Going with a single cloud provider can often include tradeoffs. For example, the cloud provider's tools might be simpler to integrate and have more predictable cost structures. However, they may not offer the best-in-class functionality for every single component.
Benefits of a cloud-based data stack include scalability, increased accessibility, integrated analytics, machine learning capabilities, and reduced infrastructure and maintenance costs, Parr said.
These commercial data sources can augment an organization's own data to improve analytics. For example, there are companies offering economic data, weather data, supply chain data, competitive benchmarks and more.
Do traditional data stacks have a place?
In the past, a traditional data stack was just a database, said Holger Mueller, vice president and principal analyst at Constellation Research. Over time, it grew to include file systems, as well as tools for data integration, quality, cleansing and deduplication. This evolution led to data warehouses and lakehouses.
The use of the on-premises data stack is declining, but they still offer some benefits. Traditional data stacks offer administrators an increased level of control over the data infrastructure, and companies can tailor the stack to their own needs and security requirements, Mueller said.
"This control can be particularly important for companies that handle sensitive data and have strict compliance regulations," Parr said.
Companies that require real-time processing or have high throughput demands can run their own stack to maintain consistent performance levels, he said.
Using an on-premises data stack doesn't mean organizations have to use legacy technologies. Legacy generally refers to outdated tools and processes that lack scalability, flexibility and advanced features.
"They may require manual maintenance, have limited integration capabilities and struggle to handle large volumes of data or complex analytical tasks," Parr said.
A typical traditional data stack like this might use the following:
- SQL for data ingestion.
- Informatica Data Quality for data quality.
- Microsoft Access, Db2 or flat files for data storage.
- SAS or IBM SPSS for data processing and transformation.
- Microsoft Excel for data analysis.
- Excel and PowerPoint for data visualization.
Organizations using an on-premises data stack can upgrade it with advanced analytics tools. Data science teams use analytics and machine learning through on-premises BI and analytics systems.
"You'll ingest data using an on-premises data-integration system that handles extract, transform, load from a mainframe or enterprise planning system," said Doug Henschen, vice president and principal analyst at Constellation Research. Then an on-premises data warehouse or data lake platform, such as Hadoop or Databricks, manages the data.

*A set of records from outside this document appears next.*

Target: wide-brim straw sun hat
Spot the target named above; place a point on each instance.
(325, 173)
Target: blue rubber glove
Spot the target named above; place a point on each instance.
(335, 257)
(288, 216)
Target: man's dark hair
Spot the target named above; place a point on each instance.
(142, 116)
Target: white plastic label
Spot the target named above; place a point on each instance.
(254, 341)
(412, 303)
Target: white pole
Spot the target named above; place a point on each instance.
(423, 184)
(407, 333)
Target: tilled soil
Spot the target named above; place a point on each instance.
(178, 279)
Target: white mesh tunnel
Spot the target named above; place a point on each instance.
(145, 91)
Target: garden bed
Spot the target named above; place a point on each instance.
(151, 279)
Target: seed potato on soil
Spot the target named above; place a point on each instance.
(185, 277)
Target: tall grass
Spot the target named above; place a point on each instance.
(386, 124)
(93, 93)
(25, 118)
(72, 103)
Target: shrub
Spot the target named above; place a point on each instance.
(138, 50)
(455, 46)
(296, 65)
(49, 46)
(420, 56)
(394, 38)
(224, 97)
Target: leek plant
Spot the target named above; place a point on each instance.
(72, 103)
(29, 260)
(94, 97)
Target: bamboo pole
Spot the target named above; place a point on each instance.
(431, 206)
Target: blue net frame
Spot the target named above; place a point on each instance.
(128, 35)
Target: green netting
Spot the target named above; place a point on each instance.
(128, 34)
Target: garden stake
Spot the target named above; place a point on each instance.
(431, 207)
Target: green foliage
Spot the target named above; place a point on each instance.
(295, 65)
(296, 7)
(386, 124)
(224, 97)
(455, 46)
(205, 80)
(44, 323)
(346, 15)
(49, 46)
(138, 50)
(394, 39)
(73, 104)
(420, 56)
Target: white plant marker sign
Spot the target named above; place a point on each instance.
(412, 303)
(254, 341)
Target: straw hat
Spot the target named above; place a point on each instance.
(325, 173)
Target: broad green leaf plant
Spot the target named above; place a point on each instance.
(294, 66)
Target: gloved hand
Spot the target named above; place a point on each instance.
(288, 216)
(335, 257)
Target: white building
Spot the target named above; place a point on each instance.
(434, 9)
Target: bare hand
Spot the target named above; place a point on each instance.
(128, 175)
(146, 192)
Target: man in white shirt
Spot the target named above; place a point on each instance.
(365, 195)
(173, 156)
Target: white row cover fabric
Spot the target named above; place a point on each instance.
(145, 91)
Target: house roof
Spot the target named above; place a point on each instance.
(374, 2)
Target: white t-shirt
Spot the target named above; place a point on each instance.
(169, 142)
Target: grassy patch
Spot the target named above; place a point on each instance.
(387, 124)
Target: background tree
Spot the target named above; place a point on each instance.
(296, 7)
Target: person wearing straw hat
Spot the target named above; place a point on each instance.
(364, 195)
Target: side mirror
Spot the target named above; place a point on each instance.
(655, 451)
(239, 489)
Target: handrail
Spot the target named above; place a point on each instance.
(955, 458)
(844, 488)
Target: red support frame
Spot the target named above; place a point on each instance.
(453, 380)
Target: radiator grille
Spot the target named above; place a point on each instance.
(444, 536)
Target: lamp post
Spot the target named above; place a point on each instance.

Beyond control and security, these systems offer another advantage over cloud-based data stacks -- they can cost less. With variable workloads, cloud deployments make sense. When there's a need for more processing power for a short time, cloud scales up easily and then scales back down when the demand is over. The cost depends on what an organization uses.
But if companies have some workloads that are stable and predictable, they are moving them back on premises, "particularly if they never gave up their data centers and moved entirely into the cloud," Henschen said.
Another use for traditional data stacks is for large, slow-moving data, said Bhrugu Pange, managing director who leads the technology services group at AArete, a management consulting firm.
This kind of data stack typically uses a relational database such as Oracle, Microsoft SQL Server or PostgreSQL for data storage, he said. For extract, transform and load functions, it uses tools such as Microsoft SSIS, Informatica or Talend for data integration. For data analysis and visualization, add tools such as Tableau, Qlik or Power BI.
"While this stack can support large volumes, it will typically not support high-frequency, real-time, or streaming, analytics and event processing," he added.